Старичок немного смутился, хотел было еще что-то сказать, но, видимо, передумал и, сдержанно раскланявшись, быстро прошел мимо Рогожина в прихожую. Доктора отправилась провожать Берта, которой он, словно родственнице Лили, продолжал на прощание описывать ситуацию.
— Во всяком случае, положение больной уже стабильно, хотя и по-прежнему серьезно! — говорил он уже в передней, надевая при помощи экономки пальто. — Хотя, конечно, еще могут быть осложнения и надо быть крайне осторожным и внимательным. Но повторяю, что все стабилизировалось, и завтра утром будем ждать улучшений.
А в это время взволнованный пуще прежнего Рогожин прошел в спальню.
Комната была слабо освещена электрической лампой под розовым шелковым абажуром. Лили неподвижно лежала на постели, укрытая до шеи легким одеялом.
Лицо ее было измучено и бледно, запекшиеся губы плотно сжаты, длинные пушистые ресницы опущенных век чуть-чуть вздрагивали.
— Тс… — подала из-за спины Рогожина тревожный голос дежурящая возле постели больной акушерка. — Ей, страдалице, батюшка мой, сейчас необходим покой.
Павел Ильич быстро обернулся на предупреждающий шепот повитухи и рассеянно кивнул.

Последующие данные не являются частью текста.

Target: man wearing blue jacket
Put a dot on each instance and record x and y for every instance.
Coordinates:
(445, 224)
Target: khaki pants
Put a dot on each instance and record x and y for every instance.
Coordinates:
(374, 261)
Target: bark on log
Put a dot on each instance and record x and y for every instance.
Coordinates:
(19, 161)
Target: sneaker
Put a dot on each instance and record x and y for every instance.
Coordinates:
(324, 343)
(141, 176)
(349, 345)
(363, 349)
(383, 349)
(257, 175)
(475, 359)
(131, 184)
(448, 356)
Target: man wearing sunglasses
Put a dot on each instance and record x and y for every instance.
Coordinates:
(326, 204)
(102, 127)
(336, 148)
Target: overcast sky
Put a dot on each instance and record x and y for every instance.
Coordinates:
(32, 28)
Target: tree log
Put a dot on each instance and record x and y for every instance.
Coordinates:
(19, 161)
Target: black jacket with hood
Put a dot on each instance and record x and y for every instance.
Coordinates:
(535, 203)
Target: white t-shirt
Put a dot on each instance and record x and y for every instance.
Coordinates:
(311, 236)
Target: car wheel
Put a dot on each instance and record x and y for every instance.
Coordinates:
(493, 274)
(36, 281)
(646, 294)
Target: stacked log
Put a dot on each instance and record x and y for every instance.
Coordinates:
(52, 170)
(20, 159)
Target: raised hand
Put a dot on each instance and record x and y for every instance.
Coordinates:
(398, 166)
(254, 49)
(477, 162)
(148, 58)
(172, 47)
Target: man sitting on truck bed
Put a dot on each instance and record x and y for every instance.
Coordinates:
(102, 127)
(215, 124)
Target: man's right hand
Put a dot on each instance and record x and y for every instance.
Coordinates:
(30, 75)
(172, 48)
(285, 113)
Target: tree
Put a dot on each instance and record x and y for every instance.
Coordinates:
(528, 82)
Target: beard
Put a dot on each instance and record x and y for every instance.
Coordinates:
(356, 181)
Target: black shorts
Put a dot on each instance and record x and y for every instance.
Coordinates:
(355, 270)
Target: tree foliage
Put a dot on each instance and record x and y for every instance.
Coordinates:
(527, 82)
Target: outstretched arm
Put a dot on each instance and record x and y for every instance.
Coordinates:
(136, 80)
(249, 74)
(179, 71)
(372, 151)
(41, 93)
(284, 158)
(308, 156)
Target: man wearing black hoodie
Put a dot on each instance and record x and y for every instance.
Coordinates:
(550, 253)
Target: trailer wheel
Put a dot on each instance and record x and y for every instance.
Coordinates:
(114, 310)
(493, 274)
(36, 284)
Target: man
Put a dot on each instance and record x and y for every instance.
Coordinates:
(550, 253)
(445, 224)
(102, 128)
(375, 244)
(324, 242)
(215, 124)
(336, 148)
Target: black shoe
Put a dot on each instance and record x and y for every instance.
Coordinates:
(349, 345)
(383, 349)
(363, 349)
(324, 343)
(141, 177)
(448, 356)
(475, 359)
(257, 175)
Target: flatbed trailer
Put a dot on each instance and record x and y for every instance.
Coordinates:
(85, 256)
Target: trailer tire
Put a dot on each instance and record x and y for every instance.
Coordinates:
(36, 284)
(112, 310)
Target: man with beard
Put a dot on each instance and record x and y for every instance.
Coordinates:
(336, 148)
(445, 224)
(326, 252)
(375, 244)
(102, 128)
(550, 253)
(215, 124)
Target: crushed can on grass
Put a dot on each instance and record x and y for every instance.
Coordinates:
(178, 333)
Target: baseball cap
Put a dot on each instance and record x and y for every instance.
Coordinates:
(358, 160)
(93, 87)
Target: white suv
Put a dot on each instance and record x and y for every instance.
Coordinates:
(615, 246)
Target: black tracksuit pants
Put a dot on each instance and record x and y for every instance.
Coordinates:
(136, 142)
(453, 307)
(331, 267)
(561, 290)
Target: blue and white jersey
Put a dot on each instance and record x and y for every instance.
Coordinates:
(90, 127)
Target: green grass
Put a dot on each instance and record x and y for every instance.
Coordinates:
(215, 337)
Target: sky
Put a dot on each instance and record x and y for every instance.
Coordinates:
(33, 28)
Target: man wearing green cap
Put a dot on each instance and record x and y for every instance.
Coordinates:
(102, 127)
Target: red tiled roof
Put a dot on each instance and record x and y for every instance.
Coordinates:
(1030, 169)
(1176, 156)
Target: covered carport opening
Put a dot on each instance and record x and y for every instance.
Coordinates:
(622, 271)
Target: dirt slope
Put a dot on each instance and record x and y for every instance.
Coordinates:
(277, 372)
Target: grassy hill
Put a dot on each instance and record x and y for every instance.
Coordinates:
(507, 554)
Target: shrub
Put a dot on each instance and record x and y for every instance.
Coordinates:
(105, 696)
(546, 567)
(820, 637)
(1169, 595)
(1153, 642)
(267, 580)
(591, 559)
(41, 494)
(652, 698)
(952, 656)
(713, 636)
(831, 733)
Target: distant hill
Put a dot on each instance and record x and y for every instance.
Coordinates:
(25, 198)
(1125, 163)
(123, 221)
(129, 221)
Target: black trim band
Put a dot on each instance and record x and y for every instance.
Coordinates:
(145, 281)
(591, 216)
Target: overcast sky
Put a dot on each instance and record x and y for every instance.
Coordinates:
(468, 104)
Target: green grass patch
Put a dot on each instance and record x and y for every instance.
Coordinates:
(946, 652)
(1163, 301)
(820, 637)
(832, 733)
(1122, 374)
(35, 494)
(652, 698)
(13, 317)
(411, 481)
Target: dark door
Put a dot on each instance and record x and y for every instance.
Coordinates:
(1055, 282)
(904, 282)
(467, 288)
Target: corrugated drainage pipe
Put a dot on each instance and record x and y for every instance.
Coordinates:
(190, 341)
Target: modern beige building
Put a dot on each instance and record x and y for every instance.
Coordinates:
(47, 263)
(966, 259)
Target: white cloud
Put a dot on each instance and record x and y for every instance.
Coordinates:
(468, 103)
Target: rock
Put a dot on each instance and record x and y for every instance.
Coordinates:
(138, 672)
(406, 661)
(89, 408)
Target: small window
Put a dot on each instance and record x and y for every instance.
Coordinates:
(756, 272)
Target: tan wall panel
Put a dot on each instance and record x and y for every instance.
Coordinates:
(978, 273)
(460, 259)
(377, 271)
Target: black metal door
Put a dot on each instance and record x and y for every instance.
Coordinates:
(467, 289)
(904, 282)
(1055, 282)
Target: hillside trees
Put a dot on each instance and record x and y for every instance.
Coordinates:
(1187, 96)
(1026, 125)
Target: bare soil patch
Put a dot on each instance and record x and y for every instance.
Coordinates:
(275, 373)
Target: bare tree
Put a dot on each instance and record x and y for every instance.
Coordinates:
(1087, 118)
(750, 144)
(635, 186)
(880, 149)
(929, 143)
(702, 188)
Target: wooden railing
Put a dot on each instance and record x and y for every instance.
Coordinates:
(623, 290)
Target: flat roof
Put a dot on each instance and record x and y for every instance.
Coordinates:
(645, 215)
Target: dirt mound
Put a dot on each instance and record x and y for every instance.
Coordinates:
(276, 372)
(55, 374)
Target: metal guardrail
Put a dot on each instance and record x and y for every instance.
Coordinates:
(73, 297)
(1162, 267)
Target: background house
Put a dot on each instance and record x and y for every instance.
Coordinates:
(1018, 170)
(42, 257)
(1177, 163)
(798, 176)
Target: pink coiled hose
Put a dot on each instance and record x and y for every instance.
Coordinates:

В полумраке он успел разглядеть, что во всей спальне царит страшный беспорядок. Возле постели Лили на полу валялись какие-то окровавленные тряпки и белье, стоял эмалированный китайский таз, почти доверху наполненный чем-то темным, видимо кровью; бархатный персидский ковер, который Рогожин лично выбирал для украшения квартиры любовницы в самой дорогой лавке Охотного ряда и приобрел за три сотни целковых, теперь был небрежно сдвинут в угол комнаты и смят, словно старый грошовый половик; повсюду на ценном кедровом паркете были видны пятна крови и следы запачканных в ней ног. Резко пахло карболкой и еще какими-то лекарствами.
К горлу Рогожина вновь неудержимо подступили слезы, и его охватило страстное желание упасть на колени перед постелью Лили и разрыдаться.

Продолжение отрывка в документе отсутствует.